NunoSempere commented 2 years ago

Received, seems ok for now.

NunoSempere commented 2 years ago

I reworked the polymarket fetcher. It should be significantly less memory intensive now. In particular, we were fetching all markets (including resolved ones), which wasn't necessary. I've reverted the change and we are now using free dynos, but feel free to restore them.

berekuk commented 2 years ago

Oh, great. Btw, are https://strapi-matic.poly.market/markets query parameters documented anywhere, or are you just reverse-engineering urls from https://polymarket.com/? I couldn't find anything useful on google.

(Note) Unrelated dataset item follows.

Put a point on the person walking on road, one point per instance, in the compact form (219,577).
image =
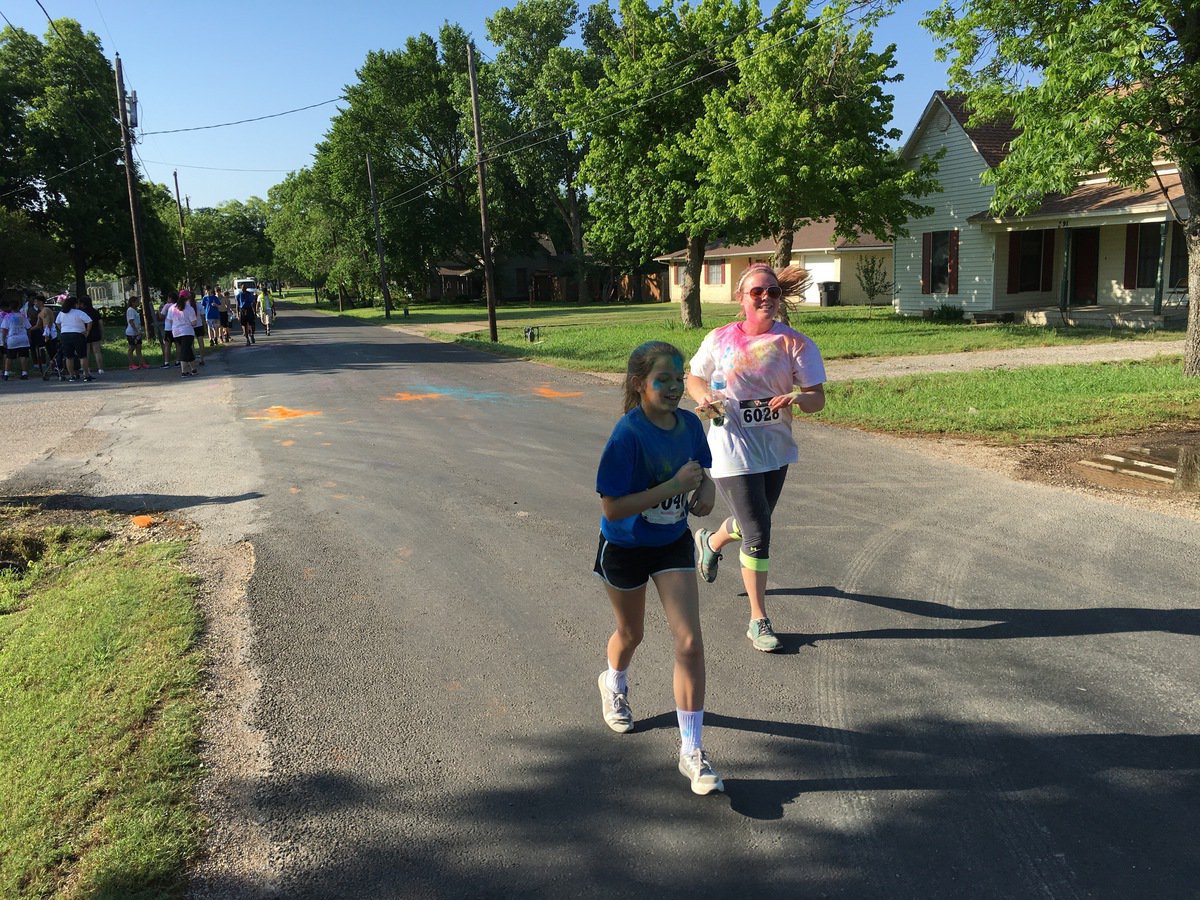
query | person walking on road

NunoSempere commented 2 years ago

Both. There is a devs channel on the polymarket Discord on which this is kinda-but-not-really documented. In this case, I did reverse engineer the parameters.

berekuk commented 2 years ago

Seems fine now (cronjob broke today on algolia step due to misconfiguration, sorry; but I see in logs that you've already fixed that).